Walmart and McDonald’s are two of the largest businesses in the country. Because of this, they account for a lot of currency circulation, but are they really good for the economy? Some of the fastest growing jobs in the country – fast food, retail, security – are related to these two industries, meaning that they employ a large portion of this country’s workforce. However, wages for these types of jobs have been stagnant for many years, and, because of inflation, these jobs simply don’t pay enough to cover even basic necessities like food, clothing, and housing.
This begs the question, if these stores are charging more for their products, but paying their employees the same wages as before inflation, where is all that extra money going? The answer to this question is simple: the corporate elites. While you have company executives making millions of dollars and giving themselves large bonuses, their workers are left to struggle to pay their bills. For an economy to work correctly, money needs to be circulating; instead, the money is being sent to the top and staying there.

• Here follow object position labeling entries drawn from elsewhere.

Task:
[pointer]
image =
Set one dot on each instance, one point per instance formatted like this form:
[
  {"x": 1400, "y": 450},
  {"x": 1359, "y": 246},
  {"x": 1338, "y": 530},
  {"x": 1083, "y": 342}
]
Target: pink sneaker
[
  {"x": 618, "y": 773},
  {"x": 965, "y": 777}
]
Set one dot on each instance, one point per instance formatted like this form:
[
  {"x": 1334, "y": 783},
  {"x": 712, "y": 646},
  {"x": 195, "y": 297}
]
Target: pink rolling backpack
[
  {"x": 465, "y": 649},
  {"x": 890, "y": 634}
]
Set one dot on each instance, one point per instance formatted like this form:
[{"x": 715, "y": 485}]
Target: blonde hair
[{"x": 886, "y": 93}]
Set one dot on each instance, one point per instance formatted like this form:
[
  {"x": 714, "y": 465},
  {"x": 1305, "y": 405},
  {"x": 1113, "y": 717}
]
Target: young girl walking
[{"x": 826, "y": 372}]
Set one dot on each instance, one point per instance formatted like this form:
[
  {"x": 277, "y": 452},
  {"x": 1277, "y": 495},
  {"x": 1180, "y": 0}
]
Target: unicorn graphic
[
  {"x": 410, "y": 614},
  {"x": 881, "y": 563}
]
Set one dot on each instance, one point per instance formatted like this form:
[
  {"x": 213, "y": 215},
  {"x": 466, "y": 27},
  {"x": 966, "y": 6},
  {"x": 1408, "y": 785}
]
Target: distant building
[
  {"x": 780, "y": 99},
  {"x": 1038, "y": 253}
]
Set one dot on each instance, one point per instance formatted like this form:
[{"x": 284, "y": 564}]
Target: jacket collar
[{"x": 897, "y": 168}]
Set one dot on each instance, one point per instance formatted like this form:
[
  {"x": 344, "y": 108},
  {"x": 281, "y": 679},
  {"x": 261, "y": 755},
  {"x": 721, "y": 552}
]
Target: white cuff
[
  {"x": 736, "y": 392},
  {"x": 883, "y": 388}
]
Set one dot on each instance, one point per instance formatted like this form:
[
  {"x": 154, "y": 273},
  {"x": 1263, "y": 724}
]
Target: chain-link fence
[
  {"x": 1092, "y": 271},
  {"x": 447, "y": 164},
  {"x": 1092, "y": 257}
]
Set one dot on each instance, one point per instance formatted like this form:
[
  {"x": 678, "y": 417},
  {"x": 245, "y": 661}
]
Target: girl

As brought up in my last blog, “A Tale of Recession and Misdirection,” we need to work together as a country to repair our economy. Instead of corporate executives “hoarding” massive amounts of money, they should be putting it back into the economy by “giving it” (if the word “giving” interests you, please check out the word on OBES) to their employees. If the corporate “big wigs” would give themselves pay cuts, they could pay their workers higher wages. If workers were being paid higher wages, they would be able to spend more money. If many employees were spending more money, the economy as a whole would grow. The major problem seems to be corporate greed. Once CEOs and executives stop worrying about only themselves, they will see that we as a nation are one community that needs to help each other out. If we do this, the overall standard of living will vastly improve.
However, it seems unlikely that corporate elites will willingly give themselves pay cuts. Which means, in order to change the wages, the government must step in. This seems like a simple solution, but when politicians get involved, we have another problem – many politicians give in to the demands of the corporations who financially support their campaigns. So even though the government is supposed to be an entity fighting for the public good, they end up doing the bidding of their corporate sponsors (who, again, are the problem in the first place)! This leads us to the only real solution – putting representatives in place who will actually fight for the citizens and not give in to corporate demands. The people are who ultimately elect the officials, but it’s much easier to win an election if you have financial backing which usually comes from corporations. But if enough people get involved in grassroots movements, politicians will know that they have support from the people, even if they don’t get corporate funds to run fancy ad campaigns.
We, as citizens, need to fight for the changes we want and elect representatives who will do the same!